A company-wide netting structure was introduced to settle inter-company payables and receivables on a monthly basis across the current account structure (reflecting the cash pooling). By eliminating inter-company cash transactions, the effect was to cut transaction charges, reduce risk and remove the administrative work associated with transaction queries.

The new structure was then built into Citigroup’s treasury management system, and a tailored reporting service developed according to the client company’s requirements. This was then integrated with the company’s electronic banking and ERP systems, while at the same time third-party electronic banking systems were installed and training was provided for the client’s staff.

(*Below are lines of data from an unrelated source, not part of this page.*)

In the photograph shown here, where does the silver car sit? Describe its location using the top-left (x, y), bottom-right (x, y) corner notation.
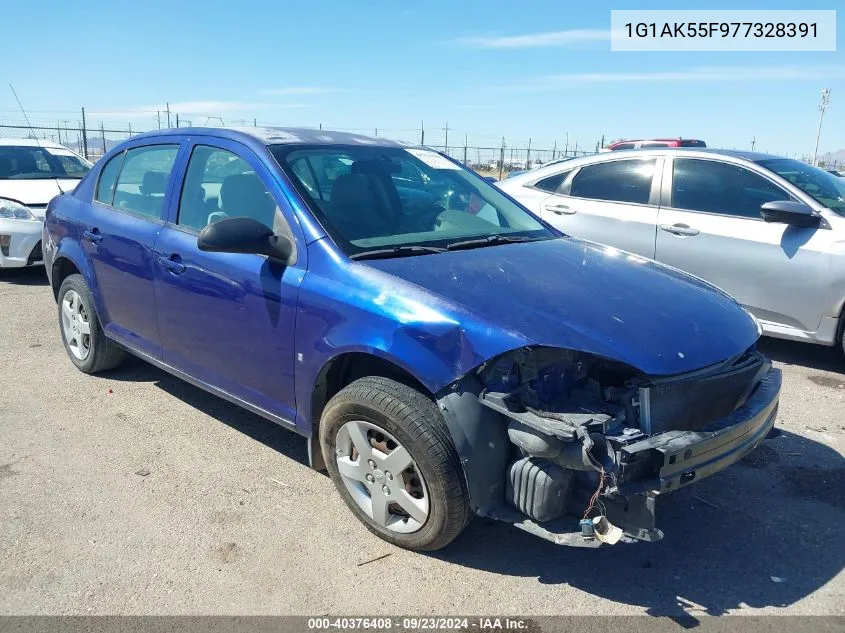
top-left (497, 149), bottom-right (845, 345)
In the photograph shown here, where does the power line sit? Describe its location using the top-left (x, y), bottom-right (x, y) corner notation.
top-left (810, 88), bottom-right (830, 167)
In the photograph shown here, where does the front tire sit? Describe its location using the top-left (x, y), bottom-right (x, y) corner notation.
top-left (59, 274), bottom-right (125, 374)
top-left (320, 377), bottom-right (472, 551)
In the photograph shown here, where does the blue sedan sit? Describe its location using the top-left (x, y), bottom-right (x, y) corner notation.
top-left (43, 128), bottom-right (780, 550)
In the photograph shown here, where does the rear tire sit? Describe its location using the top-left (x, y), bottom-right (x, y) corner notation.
top-left (59, 274), bottom-right (126, 374)
top-left (320, 377), bottom-right (472, 551)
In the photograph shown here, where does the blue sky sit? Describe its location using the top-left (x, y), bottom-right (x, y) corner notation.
top-left (0, 0), bottom-right (845, 156)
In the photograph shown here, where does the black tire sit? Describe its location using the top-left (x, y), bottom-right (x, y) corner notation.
top-left (320, 376), bottom-right (472, 551)
top-left (59, 274), bottom-right (126, 374)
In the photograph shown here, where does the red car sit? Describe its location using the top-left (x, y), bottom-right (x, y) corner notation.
top-left (603, 138), bottom-right (707, 151)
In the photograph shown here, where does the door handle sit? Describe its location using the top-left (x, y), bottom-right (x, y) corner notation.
top-left (546, 204), bottom-right (575, 215)
top-left (82, 227), bottom-right (103, 244)
top-left (158, 253), bottom-right (187, 275)
top-left (659, 224), bottom-right (701, 235)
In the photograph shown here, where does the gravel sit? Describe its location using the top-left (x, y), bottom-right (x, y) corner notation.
top-left (0, 269), bottom-right (845, 616)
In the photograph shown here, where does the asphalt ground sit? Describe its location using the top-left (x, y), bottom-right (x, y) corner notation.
top-left (0, 269), bottom-right (845, 618)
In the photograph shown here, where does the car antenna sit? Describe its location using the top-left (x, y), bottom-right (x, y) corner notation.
top-left (9, 83), bottom-right (41, 147)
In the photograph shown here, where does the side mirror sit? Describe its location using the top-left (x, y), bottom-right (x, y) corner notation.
top-left (197, 217), bottom-right (293, 264)
top-left (760, 200), bottom-right (821, 227)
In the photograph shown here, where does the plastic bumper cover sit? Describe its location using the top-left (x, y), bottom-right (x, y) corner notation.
top-left (620, 367), bottom-right (781, 494)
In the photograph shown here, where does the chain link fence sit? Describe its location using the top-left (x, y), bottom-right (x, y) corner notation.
top-left (0, 125), bottom-right (140, 162)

Citigroup provides an ongoing management accountingservice that includes mark-to-market revaluations of all outstanding financial contracts and transaction information relating to activities outsourced through group subsidiaries.

Verdict: The company has derived a number of direct financial benefits from the new treasury structure. Improved inter-company loan administration has allowed it to make more efficient use of longer-term cash balances, while the pooling structure put in place has significantly reduced transaction and interest charges.

Citigroup estimates that the annual saving to be substantial.

But the overall savings from outsourcing are much larger. Allowing for the licence and implementation costs of a new, mid-to-upper range treasury management system, and adding in the cost of the extra personnel that the company would have had to hire, the savings rise to around €1.3m a year over five years.

Meanwhile, as the company has acknowledged, it has gained new flexibility, as well as the ability to adapt to changing requirements. It enjoys new functionality across time zones from having a web-based front-end system at its disposal. And instead of spending its days pulling together data, the in-house treasury team now has time to devote to strategic issues – such as its banking relationships and long-term funding structure.